If every “cache line padded” type's alignment is determined by the flags the defining crate was compiled with, that would avoid the worst problems. But it still has some surprising consequences:

• Two distinct repr(C, align(CACHELINE)) types with identical fields can have different layout if they come from different crates. This may break unsafe code that doesn't otherwise depend on "FFI" per se, just on the documented determinism of the repr(C) layout algorithm.
• Similarly, repr(Rust) types with this alignment annotation may not actually have the same alignment (and not merely because their fields require even higher alignment), which can cause surprising compilation or runtime failures for safe functions like bytemuck::cast_slice.
• Without -Zbuild-std, any usage of this feature in the standard library (or other sysroot crates) won't reflect otherwise-global compilation flags (e.g., passed to Cargo via RUSTFLAGS). In particular, the standard library exporting something like core::mem::CachePadded<T> may enforce a lower alignment than expected if there's flags that increase it.
• If the standard library or any other crate exports a constant that's supposed to be equal to the alignment implied by the repr attribute, this won't actually be true when mixing crates compiled with different flags. That is, assert_eq!(align_of::<MyCacheLinePadded>(), core::mem::DESTRUCTIVE_INTERFERENCE_SIZE); could fail.

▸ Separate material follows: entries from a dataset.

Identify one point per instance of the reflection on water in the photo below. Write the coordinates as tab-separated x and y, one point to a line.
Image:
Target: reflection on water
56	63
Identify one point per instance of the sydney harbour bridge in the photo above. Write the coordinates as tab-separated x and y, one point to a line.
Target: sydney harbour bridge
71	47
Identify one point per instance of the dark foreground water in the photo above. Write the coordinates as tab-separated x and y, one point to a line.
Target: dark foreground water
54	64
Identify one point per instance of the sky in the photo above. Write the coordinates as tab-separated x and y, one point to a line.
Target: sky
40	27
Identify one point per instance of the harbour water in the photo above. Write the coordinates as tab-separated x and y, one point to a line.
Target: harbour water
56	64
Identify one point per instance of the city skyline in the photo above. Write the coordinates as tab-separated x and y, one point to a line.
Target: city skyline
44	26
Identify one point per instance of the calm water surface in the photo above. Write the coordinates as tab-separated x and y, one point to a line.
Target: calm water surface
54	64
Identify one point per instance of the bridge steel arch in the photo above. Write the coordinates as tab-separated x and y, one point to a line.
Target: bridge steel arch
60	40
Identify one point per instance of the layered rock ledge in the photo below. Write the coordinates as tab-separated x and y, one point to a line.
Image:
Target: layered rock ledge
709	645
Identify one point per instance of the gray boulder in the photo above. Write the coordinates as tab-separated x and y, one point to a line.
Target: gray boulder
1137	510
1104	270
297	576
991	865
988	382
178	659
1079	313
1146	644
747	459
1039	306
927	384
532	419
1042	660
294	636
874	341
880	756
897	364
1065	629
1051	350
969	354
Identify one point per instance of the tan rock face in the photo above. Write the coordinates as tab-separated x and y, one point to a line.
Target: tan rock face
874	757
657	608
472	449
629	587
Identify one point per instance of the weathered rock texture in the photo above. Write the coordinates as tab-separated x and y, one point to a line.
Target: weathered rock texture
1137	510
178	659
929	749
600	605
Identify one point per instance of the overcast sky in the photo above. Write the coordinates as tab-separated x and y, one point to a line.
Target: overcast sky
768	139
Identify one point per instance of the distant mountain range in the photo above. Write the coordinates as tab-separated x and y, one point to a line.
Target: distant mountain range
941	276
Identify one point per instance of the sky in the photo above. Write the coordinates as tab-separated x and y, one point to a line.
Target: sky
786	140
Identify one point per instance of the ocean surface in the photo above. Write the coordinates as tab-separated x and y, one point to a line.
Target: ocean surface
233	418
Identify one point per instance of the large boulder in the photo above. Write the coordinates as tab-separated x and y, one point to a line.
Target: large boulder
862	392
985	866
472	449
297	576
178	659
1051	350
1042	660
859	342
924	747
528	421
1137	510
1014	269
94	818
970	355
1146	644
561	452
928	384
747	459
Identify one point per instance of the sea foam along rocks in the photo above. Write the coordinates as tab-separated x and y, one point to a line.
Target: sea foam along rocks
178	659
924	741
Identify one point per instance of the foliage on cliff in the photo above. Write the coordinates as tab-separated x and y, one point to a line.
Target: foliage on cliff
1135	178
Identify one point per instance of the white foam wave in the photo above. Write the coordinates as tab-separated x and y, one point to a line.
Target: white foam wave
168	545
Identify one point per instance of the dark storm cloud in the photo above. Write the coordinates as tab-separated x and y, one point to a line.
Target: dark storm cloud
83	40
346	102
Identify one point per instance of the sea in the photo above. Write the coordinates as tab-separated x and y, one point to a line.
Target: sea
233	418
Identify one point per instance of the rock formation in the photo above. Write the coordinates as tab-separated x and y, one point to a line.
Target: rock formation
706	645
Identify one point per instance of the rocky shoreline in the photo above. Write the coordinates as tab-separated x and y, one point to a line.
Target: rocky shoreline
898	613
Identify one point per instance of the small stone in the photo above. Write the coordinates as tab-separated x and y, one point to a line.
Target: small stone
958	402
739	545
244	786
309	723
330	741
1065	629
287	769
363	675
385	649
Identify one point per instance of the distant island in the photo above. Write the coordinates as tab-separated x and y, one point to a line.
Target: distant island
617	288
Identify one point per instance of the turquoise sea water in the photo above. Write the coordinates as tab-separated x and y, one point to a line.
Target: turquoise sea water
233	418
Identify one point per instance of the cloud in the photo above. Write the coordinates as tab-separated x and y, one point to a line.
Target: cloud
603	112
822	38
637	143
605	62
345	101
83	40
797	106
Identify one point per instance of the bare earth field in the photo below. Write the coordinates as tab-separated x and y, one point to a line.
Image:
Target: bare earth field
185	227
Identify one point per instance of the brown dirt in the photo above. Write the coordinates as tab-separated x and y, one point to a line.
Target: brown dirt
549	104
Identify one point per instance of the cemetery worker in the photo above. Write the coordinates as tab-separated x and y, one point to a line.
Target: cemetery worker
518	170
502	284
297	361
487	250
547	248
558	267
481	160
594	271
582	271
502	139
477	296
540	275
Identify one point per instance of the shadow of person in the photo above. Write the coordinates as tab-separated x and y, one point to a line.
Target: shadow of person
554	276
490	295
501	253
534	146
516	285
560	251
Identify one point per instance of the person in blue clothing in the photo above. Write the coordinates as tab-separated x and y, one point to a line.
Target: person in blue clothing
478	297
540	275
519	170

It may still be simpler to tell people "if you want to increase this constant, that's a target modifier" and direct them to -Zbuild-std or its eventual stable equivalent.

[the8472]

This may break unsafe code that doesn't otherwise depend on "FFI" per se,

The unsafe code would somehow have to know that those separate definitions in separate crates are identical, including all their attributes, but somehow be unaware of the weird align value.

In particular, the standard library exporting something like core::mem::CachePadded may enforce a lower alignment than expected if there's flags that increase it.

We have those kinds of downsides with all other optimization-things in std too. But yeah, build-std would be great for this.

Similarly, repr(Rust) types with this alignment annotation may not actually have the same alignment (and not merely because their fields require even higher alignment), which can cause surprising compilation or runtime failures for safe functions like bytemuck::cast_slice.

Cache-padded structures are usually some internal runtime thing, they aren't portable, so they shouldn't get serialized or anything in the bytemuck territory.

[hanna-kruppe]

The unsafe code would somehow have to know that those separate definitions in separate crates are identical, including all their attributes, but somehow be unaware of the weird align value.

It has to be aware that the align(CACHELINE) can mean different things across crates. Which is not at all obvious, especially given that similar features in other systems languages are fixed globally (as part of the ABI). It's also not the case for any other repr(...) attribute today.

In any case, I don't want to litigate every possible side effect this may have. My main point is that a thing that's mostly thought of as a compile time constant, but is occasionally different across crates that are linked together, would be really weird. Especially if there's also an accompanying constant in the standard library for it, which necessarily has to pick one value that every crate sees. None of that is a fatal problem for this proposal, but either we say "this is actually a constant and not modified by compiler flags" (with the downsides already discussed in the C++ context) or we'll add a new entry to the "I did not know Rust was weird like that" trivia rotation.